A partir do texto “Todo mundo é louco”, de Jacques-Alain Miller, Maria Teresa destaca o risco do desaparecimento da clínica à medida que há a substituição dos princípios jurídicos pelos princípios clínicos. Fiz-me uma pergunta que trago para Maria Teresa e para os presentes: de que clínica Miller está falando, quando escreve que “não nos surpreendamos que a reivindicação igualitária se traduza no desaparecimento programado da clínica?”[1]

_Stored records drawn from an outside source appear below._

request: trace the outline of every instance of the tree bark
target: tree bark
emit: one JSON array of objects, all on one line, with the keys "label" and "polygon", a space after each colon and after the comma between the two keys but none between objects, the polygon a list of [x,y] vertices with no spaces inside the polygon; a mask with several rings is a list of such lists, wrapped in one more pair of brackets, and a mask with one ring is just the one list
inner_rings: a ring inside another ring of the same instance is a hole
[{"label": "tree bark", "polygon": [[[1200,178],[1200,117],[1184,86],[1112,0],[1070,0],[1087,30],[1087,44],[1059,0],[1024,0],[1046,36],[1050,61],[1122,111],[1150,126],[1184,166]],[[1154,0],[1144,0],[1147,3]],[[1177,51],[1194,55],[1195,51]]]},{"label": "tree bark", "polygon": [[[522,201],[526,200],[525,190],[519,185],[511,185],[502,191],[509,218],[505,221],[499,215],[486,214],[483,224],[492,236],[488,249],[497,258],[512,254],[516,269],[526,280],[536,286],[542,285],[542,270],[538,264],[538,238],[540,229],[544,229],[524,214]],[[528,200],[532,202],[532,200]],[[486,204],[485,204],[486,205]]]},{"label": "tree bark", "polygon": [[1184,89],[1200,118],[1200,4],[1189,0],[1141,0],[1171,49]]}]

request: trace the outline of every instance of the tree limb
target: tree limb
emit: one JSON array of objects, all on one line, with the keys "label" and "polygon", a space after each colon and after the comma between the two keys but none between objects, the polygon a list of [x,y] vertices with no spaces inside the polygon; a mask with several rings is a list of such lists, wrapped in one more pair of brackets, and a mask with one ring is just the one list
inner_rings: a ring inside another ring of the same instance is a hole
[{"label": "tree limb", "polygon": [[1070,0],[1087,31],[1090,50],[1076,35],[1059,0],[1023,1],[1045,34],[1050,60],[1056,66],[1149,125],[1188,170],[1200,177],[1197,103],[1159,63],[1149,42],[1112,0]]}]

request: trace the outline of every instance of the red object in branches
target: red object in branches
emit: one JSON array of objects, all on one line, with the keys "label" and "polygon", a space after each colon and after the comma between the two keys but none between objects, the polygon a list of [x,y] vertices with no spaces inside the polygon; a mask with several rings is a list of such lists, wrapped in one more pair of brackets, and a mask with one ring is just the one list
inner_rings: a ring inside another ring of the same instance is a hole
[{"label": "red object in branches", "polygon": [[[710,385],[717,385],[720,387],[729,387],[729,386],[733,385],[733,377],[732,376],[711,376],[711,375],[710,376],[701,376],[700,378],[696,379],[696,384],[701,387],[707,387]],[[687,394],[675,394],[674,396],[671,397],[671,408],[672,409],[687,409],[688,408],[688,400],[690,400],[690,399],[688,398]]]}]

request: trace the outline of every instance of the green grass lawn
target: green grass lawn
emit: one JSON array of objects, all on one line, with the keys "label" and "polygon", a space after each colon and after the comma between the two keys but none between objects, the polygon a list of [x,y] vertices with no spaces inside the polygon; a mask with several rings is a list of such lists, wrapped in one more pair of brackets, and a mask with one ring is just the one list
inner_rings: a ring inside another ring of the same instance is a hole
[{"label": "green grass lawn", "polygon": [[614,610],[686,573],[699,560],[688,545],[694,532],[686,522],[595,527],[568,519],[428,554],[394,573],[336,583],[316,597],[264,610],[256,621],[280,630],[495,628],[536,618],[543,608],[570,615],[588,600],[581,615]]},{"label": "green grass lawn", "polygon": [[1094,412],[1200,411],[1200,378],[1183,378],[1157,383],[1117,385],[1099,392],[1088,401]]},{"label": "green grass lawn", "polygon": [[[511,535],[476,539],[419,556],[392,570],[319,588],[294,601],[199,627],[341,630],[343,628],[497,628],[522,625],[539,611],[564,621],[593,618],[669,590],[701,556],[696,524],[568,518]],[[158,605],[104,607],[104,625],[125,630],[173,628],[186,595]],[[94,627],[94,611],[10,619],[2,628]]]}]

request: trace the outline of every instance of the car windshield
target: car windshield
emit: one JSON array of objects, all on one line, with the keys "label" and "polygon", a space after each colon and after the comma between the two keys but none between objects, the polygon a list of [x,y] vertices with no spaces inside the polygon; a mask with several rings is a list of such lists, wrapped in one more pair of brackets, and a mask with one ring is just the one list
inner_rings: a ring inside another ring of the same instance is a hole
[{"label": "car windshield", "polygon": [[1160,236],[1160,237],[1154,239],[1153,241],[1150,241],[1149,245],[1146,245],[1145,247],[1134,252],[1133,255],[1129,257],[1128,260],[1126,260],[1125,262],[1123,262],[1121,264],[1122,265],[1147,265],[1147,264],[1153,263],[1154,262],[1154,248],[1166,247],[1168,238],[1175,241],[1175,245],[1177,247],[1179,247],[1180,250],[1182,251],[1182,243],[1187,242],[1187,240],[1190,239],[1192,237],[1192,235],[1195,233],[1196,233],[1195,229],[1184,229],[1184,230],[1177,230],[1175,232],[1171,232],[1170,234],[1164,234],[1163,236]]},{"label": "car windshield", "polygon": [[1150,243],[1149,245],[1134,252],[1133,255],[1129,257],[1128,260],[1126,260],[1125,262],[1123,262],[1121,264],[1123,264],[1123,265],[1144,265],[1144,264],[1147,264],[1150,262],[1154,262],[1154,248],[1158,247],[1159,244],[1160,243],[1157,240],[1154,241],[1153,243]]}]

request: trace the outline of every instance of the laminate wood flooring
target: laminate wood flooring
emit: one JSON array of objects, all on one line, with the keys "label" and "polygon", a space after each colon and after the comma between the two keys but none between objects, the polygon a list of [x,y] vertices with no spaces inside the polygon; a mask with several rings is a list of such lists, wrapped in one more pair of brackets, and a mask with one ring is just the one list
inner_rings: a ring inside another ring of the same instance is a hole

A segunda parada: ‘salvar a clínica’

Se o risco de desaparecimento está posto, Maria Teresa extrai de Miller que salvar a clínica faz “coexistir a desaparição de toda patologia e o igualitarismo pós clínico com a conservação das distinções clínicas”. Pergunto: que orientação está em jogo quando Miller coloca ‘salvar a clínica’ entre apóstrofos? Estaria subentendido por este sinal que indica a supressão de letras, a presença de uma dialética que chega até a clínica psicanalítica? Digo a que dialética estou me referindo. Se por um lado estes significantes loucura e delírio (extraídos do aforisma Todo mundo é louco, ou seja, delirante) sustentam o posicionamento do sujeito que inventa sua ficção com um tom delirante, favorecendo a ideia de despatologização e igualitarismo, por outro lado estes termos aparecem no contexto analítico como distinções clínicas. Com estas colocações, pergunto à Maria Teresa se ‘salvar a clínica’ pode nos remeter à concepção de que a loucura e o delírio, como termos que permeiam o mundo e a clínica, convocam os psicanalistas a revisitar conceitos como transferência e interpretação? Seria este um modo de tornar a psicanálise viva, passível de se sustentar na atualidade?

A terceira parada: Clínica irônica

Ao trazer a “clínica diferencial das psicoses”, Maria Teresa nos remete a uma clínica fundamentada na inexistência do Outro, que traz entre suas concepções o fato de que os discursos não passam de semblantes. Uma clínica que sustenta a impossibilidade de se defender do real, apesar dos delírios nossos de cada dia. Neste ponto Maria Teresa questiona se a clínica irônica seria um modo de ‘salvar a clínica’. Penso que está aí mais uma questão instigante para hoje e para os próximos meses, que possivelmente requisitará outras tantas paradas com novos encontros epistêmicos, clínicos e políticos. Mas gostaria de escutar algumas considerações que Maria Teresa pensou ao articular num questionamento a clínica irônica e ‘salvar a clínica’.


[1] MILLER, J.-A. Todo mundo é louco Opção Lacaniana N. 85, p. 9.